Allgemeines Wahlrecht: Alle österreichischen Staatsbürger, die das 16. Lebensjahr vollendet haben, sind berechtigt, ihre politischen Vertreter (= Politiker) zu wählen.

Freies Wahlrecht: Niemand darf bei der Stimmabgabe beeinflusst werden.

Geheimes Wahlrecht: Die Wähler haben das Recht, ihre Stimme geheim und unbeobachtet abzugeben.

Gleiches Wahlrecht: Jede abgegebene Stimme ist gleich viel wert. Das war nicht immer so. Früher gab es beispielsweise das sogenannte „Zensuswahlrecht“: Je mehr Steuern man bezahlte, desto mehr war die Stimme wert.

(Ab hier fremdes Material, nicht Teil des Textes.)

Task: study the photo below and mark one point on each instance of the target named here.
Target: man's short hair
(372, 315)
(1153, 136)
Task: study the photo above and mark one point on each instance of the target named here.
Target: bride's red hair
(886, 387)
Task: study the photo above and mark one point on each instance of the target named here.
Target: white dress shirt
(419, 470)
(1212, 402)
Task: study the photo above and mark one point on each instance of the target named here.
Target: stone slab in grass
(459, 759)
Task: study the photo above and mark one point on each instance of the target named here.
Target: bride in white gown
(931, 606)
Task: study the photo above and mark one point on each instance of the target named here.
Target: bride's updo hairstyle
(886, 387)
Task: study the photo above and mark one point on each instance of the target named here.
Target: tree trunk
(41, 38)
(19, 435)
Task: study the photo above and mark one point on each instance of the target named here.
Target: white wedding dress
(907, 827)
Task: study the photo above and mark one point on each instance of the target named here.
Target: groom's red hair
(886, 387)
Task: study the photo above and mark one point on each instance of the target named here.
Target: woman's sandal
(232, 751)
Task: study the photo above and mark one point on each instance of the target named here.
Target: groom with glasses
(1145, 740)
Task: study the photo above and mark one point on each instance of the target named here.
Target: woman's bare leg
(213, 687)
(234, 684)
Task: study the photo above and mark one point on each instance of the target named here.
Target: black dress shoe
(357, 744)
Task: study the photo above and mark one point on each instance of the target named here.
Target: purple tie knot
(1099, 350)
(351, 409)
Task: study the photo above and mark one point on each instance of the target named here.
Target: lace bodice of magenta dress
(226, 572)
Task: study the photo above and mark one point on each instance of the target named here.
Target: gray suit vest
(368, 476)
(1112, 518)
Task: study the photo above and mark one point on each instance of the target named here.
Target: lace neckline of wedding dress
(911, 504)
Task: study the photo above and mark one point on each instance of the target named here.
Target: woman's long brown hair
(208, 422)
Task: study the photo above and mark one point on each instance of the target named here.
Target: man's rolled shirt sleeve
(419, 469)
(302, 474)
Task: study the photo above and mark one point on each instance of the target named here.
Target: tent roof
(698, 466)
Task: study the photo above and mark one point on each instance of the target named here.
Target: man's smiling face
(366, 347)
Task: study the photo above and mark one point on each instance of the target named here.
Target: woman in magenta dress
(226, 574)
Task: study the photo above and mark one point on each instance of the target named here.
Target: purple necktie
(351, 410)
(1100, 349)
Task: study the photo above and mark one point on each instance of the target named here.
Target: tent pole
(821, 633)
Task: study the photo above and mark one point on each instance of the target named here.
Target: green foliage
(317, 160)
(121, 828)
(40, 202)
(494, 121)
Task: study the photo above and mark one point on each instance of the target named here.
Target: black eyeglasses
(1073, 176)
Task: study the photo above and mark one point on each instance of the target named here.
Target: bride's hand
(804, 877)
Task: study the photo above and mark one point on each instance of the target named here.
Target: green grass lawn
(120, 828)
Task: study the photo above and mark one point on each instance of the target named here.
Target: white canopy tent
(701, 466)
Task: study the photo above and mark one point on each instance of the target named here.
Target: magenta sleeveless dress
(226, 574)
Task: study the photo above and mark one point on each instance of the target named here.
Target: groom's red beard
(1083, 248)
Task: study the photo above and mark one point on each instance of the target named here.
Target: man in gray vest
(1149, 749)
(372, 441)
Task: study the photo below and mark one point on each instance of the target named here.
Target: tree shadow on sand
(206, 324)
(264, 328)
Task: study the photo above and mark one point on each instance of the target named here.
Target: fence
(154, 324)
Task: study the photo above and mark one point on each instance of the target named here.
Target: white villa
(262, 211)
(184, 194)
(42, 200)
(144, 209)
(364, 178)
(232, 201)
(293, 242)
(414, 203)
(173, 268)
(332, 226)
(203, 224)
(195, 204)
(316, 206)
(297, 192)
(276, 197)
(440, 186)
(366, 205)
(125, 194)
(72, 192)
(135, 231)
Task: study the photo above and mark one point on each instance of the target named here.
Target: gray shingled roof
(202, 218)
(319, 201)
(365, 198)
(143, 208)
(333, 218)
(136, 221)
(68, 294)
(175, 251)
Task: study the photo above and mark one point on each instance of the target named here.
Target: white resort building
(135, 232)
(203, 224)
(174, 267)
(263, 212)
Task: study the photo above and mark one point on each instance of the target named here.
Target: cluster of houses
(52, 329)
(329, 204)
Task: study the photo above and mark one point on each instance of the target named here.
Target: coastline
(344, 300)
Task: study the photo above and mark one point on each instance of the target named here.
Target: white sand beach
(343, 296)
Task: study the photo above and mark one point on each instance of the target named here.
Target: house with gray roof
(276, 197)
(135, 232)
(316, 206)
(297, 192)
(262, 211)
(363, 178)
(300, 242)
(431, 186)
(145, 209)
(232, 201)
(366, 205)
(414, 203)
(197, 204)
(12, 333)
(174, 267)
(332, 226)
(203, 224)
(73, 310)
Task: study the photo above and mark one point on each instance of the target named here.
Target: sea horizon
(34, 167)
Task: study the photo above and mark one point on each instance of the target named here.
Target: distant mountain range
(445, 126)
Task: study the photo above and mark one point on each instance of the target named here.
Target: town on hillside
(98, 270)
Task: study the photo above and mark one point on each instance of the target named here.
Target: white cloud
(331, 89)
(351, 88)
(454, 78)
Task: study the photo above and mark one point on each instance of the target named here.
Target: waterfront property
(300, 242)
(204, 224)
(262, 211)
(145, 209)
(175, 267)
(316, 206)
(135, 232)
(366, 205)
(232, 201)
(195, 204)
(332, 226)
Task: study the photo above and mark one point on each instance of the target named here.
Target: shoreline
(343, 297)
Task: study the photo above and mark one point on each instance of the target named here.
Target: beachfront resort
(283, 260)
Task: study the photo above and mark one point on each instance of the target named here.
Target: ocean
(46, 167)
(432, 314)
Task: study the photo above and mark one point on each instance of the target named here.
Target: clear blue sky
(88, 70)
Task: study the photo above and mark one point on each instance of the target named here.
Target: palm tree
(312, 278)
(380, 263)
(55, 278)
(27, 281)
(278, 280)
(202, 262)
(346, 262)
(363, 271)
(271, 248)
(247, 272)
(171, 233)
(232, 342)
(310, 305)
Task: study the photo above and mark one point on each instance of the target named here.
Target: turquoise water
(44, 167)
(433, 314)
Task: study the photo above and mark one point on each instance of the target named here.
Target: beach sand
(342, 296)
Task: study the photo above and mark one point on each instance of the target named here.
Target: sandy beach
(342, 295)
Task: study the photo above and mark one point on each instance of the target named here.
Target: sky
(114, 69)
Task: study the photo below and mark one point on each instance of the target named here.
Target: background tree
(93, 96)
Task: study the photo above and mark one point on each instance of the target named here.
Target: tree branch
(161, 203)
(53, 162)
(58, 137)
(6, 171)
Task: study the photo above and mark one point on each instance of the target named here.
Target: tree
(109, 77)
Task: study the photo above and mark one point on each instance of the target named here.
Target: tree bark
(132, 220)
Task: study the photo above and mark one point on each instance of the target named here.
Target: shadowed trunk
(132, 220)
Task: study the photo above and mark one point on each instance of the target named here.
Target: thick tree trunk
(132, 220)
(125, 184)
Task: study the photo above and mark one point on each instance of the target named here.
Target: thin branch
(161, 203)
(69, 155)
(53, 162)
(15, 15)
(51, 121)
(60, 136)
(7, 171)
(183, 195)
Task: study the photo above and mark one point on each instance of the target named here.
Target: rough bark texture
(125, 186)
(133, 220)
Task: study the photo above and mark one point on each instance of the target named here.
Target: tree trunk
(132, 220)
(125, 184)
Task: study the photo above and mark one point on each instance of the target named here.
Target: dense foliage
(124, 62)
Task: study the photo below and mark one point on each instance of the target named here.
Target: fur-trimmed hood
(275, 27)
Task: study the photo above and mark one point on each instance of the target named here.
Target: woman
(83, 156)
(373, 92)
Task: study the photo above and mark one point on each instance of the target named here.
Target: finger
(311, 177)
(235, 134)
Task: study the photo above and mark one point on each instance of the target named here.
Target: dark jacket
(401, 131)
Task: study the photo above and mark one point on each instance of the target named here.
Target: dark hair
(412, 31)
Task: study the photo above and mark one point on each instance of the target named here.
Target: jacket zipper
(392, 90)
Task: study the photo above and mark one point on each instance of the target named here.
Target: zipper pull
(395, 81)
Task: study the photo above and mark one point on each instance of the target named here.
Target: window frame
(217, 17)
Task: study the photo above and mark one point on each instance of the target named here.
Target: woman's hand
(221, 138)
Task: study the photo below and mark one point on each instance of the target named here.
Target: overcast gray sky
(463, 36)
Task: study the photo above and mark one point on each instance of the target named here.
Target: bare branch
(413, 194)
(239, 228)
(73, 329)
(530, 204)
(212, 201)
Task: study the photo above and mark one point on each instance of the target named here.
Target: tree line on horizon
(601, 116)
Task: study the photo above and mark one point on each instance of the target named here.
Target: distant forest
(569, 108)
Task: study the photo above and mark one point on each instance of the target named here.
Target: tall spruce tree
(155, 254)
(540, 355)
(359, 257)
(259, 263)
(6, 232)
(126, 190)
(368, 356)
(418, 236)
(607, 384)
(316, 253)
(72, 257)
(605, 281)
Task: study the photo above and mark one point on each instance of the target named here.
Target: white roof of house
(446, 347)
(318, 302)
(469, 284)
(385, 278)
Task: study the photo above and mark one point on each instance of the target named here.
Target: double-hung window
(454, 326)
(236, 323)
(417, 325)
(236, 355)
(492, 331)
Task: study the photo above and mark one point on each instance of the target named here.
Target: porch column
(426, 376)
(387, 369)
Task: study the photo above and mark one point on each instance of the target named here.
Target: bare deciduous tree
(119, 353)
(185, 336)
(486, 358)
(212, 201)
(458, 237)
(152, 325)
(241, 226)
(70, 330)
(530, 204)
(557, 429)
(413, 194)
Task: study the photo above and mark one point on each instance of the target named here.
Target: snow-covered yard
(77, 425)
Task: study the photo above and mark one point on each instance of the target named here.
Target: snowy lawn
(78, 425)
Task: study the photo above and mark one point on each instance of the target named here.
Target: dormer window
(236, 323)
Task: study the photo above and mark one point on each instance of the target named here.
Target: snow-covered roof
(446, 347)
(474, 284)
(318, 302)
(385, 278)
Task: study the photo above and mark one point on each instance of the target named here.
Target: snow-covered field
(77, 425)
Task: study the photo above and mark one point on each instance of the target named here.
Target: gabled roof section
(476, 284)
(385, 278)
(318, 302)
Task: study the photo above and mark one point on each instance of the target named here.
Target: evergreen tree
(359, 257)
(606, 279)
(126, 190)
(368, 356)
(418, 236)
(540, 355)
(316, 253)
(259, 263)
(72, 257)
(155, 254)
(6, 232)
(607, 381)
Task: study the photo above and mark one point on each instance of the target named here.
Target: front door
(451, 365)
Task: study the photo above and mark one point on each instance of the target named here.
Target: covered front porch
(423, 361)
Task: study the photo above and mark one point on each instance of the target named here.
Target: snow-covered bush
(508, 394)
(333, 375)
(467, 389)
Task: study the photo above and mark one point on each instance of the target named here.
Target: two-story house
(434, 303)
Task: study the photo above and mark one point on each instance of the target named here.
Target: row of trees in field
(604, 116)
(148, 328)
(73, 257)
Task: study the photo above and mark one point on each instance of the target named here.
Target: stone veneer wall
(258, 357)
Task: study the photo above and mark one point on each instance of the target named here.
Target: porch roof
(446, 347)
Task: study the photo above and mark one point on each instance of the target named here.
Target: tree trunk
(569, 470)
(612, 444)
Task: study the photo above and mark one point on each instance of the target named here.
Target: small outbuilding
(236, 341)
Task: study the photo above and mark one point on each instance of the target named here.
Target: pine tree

Persönliches Wahlrecht: Bei einer Wahl muss man persönlich seine Stimme abgeben und kann sich nicht durch jemanden vertreten lassen. Menschen mit besonderen Bedürfnissen können sich allerdings von einer Person, die sie selbst auswählen, helfen lassen.

Unmittelbares Wahlrecht: In Österreich kann man seine politischen Vertreter direkt wählen. In den USA ist das zum Teil anders: Bei der Präsidentschaftswahl geben die Wähler in jedem Bundesstaat wie gewohnt ihre Stimme ab. Entscheidend ist allerdings nur die Wahl durch die sogenannten Wahlmänner. Normalerweise stimmen sie nach dem Wahlergebnis des Bundesstaates ab, der sie entsendet. 21 der 50 Bundesstaaten erlauben ihren  Wahlmännern allerdings, dass sie sich nicht an das Ergebnis der Wähler halten müssen.

Verhältniswahlrecht: Jede Partei darf so viele Politiker in ein Parlament entsenden, wie sie im Verhältnis zu anderen Parteien Stimmen bekommen hat. Das heißt, wenn bei einer Nationalratswahl Partei A 70% der Stimmen bekommen hat und Partei B 30%, dann besteht der Nationalrat später zu 70% aus Politikern der Partei A und zu 30% aus Politikern der Partei B.

Info: In der Geschichte der USA sind bislang 81 Wahlmänner nicht dem offiziellen Ergebnis der Präsidentschaftswahl gefolgt, sondern haben aus persönlichen Gründen für einen anderen Kandidaten gestimmt.